The phenomenon of “swarm intelligence” in nature, such as bees, ants and other groups to complete complex decisions through local interaction, provides us with new ideas. This article will explore how AI can simulate this group decision-making model through specific “swarm intelligence” trigger words, so as to generate more comprehensive, creative, and more realistic answers.
Look at the bees, a bee actually has no brains, buzzing around and flying around like that, but 10,000 bees together, can find the best flowers, and can decide where to settle a new home.
This is called “swarm intelligence”, not only bees, but also ants, birds, and fish do this, all relying on everyone’s “local interaction” to make complex decisions.
You may ask, can that make our AI so “united”? The answer is: absolutely!
Through some small skills, AI can be like a bee, engaging in small team debates, voting, and cooperation, and come up with better answers than just asking once, which is both comprehensive and creative, and can even dig out some things you didn’t expect at all.

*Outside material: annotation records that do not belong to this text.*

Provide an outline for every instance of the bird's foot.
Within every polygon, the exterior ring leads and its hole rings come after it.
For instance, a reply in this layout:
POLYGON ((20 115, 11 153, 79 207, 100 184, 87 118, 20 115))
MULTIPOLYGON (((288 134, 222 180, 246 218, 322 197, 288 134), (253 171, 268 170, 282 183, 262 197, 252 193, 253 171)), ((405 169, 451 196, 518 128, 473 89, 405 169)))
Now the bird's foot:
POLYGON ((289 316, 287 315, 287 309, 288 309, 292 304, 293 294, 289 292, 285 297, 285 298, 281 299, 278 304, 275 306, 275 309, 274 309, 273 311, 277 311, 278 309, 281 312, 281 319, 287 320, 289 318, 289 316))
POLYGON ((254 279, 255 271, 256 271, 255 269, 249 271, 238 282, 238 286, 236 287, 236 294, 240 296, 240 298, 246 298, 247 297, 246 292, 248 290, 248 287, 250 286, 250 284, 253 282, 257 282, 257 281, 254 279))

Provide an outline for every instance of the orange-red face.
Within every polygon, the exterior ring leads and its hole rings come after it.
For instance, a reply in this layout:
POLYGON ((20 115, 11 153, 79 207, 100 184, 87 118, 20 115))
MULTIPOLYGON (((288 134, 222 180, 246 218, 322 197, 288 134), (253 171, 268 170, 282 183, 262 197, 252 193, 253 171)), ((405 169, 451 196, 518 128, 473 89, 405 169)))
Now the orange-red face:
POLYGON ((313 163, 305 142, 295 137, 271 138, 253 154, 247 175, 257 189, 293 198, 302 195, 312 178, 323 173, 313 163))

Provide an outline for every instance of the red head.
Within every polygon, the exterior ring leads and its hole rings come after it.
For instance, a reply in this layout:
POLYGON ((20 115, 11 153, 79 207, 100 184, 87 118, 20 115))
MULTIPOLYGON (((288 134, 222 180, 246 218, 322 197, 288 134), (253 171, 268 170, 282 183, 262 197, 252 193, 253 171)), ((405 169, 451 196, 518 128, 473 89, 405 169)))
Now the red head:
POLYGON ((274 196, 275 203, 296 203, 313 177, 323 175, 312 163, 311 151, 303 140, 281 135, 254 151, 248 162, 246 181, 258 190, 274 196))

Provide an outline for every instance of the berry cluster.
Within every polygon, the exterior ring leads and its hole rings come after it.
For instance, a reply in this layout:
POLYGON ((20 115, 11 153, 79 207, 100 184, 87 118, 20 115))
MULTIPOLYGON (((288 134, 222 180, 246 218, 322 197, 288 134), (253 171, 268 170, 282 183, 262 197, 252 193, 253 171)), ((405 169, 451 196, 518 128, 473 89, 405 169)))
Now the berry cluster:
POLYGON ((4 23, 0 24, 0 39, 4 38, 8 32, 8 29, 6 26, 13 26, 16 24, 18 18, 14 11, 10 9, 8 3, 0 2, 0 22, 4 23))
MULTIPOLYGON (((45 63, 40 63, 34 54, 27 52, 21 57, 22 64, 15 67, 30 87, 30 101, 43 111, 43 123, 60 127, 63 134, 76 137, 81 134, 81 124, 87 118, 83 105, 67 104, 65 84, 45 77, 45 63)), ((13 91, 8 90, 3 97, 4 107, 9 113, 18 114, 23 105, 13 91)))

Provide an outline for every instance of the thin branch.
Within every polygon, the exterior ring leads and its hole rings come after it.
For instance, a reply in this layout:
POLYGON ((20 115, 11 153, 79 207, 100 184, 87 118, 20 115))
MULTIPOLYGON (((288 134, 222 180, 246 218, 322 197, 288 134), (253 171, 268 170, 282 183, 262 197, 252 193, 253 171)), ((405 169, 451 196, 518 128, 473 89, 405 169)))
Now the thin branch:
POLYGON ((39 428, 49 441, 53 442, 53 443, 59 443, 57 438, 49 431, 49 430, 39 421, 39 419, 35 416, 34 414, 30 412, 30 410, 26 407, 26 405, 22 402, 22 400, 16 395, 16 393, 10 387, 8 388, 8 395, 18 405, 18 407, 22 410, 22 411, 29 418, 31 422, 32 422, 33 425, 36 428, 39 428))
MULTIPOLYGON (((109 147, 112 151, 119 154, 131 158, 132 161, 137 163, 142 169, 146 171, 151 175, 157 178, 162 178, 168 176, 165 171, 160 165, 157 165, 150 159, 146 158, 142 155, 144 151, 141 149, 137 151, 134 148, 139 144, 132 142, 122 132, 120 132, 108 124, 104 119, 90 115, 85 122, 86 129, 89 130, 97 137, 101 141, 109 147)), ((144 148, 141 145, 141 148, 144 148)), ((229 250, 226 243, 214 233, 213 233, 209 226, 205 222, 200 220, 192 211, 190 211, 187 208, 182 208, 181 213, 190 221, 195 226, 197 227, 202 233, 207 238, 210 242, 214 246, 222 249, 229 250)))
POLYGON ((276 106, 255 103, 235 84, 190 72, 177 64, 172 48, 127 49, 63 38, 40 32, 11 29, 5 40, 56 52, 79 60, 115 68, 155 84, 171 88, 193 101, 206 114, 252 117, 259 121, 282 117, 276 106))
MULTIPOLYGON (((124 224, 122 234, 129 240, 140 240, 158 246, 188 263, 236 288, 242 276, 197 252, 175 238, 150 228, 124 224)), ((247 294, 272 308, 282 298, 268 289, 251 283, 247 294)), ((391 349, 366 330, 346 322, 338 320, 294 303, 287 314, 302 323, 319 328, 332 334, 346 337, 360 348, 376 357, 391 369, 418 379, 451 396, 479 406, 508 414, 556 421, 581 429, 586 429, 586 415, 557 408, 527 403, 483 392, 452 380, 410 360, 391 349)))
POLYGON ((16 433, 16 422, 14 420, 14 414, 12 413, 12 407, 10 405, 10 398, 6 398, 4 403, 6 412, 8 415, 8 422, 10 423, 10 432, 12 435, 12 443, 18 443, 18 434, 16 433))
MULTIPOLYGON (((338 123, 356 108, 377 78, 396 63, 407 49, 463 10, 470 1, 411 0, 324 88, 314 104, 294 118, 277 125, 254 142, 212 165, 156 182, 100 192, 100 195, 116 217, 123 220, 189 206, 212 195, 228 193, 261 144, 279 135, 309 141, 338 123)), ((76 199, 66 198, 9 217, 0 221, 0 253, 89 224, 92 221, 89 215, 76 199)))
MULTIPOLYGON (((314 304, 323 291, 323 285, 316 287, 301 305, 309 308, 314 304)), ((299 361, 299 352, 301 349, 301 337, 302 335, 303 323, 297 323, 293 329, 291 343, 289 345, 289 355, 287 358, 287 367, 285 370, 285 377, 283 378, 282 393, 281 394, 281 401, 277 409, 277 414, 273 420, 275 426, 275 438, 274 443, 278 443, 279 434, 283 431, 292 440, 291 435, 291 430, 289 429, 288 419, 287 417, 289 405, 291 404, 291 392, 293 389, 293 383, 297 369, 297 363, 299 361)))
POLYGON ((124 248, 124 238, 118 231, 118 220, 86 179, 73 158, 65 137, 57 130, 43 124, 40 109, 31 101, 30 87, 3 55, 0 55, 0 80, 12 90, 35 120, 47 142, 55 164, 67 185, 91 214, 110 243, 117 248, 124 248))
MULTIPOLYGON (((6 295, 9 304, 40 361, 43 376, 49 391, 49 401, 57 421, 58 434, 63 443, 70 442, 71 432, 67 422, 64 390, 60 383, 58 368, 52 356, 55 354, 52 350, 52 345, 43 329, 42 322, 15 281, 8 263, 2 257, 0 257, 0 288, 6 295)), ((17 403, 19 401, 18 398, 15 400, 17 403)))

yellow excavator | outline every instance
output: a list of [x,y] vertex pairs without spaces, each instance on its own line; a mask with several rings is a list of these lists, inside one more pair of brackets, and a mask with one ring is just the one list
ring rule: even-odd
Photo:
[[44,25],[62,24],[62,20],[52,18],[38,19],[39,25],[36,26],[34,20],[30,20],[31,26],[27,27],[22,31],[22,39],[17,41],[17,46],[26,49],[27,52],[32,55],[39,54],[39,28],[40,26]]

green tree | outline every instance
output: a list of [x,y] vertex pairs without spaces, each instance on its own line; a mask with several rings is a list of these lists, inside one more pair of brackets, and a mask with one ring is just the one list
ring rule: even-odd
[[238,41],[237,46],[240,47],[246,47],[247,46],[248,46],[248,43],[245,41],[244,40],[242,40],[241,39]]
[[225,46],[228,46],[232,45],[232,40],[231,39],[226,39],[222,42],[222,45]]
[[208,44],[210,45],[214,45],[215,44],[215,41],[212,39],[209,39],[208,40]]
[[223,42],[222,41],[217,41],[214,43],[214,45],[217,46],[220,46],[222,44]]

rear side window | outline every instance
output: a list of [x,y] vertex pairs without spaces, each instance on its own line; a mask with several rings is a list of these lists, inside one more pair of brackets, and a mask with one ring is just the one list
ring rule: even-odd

Today I will talk to you about how to use this “swarm intelligence” method to immediately improve the AI’s answers by several notches.
1. What is the “swarm intelligence” model of AI?
Usually when you ask AI a question, it is a single model and honestly finds you an answer. But in the “swarm intelligence” mode, the gameplay changes:
1.AI split into multiple “roles”
– It’s like a group of actors, each with their own script.
2. Set the rules of debate
——You say, come on, you come and argue to see who is reasonable.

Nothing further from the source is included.